My quest gained new vigor when I took a class on French cinema, and I found myself enthralled by French culture through these films. Since then, I have become addicted to French films. They open up a new world to the imagination, allowing people like myself who have never travelled to France to experience life there. This applies to the films of any nation, for every nation produces its own filmmakers with their own distinct views on their culture. So what better way to immerse yourself in a foreign place than to watch the films produced by the people there? Just because America is a major producer of movies does not mean it is the only one. It’s really a shame that theaters rarely show foreign films. But of course, it’s not necessarily their fault, because they only show films they feel will be financial successes. Knowing the tastes of their audiences, they usually opt for not screening foreign films.

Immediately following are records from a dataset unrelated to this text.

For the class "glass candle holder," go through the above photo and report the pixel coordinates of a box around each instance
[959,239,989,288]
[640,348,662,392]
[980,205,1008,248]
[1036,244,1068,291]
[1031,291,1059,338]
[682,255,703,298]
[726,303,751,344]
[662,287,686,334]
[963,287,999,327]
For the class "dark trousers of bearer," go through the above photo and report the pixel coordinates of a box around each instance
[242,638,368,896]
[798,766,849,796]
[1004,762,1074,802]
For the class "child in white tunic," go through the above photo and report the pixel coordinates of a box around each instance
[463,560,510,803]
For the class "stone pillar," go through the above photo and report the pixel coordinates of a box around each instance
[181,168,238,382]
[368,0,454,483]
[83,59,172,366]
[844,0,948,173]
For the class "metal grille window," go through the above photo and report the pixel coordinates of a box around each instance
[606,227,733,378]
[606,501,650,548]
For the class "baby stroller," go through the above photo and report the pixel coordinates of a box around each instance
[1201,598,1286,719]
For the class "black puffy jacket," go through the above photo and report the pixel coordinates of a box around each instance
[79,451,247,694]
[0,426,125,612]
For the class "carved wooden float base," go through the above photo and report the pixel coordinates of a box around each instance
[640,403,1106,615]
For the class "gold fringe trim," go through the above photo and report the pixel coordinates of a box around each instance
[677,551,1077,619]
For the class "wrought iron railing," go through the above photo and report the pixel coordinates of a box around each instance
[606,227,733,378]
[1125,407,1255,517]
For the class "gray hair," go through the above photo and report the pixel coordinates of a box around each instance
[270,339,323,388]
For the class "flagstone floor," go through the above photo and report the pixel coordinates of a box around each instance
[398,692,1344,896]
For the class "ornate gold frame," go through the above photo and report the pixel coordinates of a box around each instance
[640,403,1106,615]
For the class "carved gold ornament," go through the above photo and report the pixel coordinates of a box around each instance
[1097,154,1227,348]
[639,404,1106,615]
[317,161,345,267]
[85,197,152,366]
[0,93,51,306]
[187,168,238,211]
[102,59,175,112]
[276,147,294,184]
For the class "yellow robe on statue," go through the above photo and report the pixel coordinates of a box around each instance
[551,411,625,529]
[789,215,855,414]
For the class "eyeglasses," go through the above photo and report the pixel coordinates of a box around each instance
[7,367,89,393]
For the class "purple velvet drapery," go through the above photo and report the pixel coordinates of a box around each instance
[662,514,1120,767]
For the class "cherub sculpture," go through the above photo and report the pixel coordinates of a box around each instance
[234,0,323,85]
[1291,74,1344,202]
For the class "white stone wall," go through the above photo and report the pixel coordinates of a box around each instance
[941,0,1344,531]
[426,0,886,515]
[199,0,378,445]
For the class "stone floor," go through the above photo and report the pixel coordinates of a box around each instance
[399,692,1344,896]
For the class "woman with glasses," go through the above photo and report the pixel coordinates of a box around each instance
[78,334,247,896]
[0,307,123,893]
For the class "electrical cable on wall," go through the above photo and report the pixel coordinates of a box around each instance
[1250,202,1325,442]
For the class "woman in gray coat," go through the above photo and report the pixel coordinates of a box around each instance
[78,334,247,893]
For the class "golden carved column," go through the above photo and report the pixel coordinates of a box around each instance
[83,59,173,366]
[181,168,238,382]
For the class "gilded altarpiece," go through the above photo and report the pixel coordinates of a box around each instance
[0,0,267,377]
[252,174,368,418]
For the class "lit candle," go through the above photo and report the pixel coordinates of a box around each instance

So I’ve decided that it is my duty as a “citizen of the world” to break out of the habit of only watching the latest blockbusters in order to discover the films of other cultures. I have chosen to start with French cinema, and I hope to expand from there. For those who do not already do so, try watching foreign films, new and old. I guarantee you’ll be entertained, and I’m just as sure that you’ll learn something new too.

There are many places to access foreign films. One way is by supporting local arthouse movie theaters. Turner Classic Movies sometimes shows classic foreign films, and other channels like Sundance and IFC occasionally show old and new ones. Also, many foreign films are available on the internet. You can find classic films on Youtube or on sites like openculture.com. Netflix has a decent selection available, though many have to be ordered by DVD. High-grossing or critically acclaimed foreign films often sneak into theaters over here, especially around Los Angeles, so just keep your eyes on the lookout.

For those interested in French films, Laemmle’s Royal Theatre in Santa Monica is currently showing The Illusionist, an animated film directed by Sylvain Chomet and with a screenplay written by the French comic filmmaker Jacques Tati. It is a story about a struggling illusionist who travels to a Scottish town where he meets a young girl who believes he is really capable of producing magic.

Give foreign films a try. Watch something that looks bizarre, something that you might not understand, something you might learn from. Why not? A movie will typically take up no more than two hours of your life, and you might just discover  a world you never knew existed.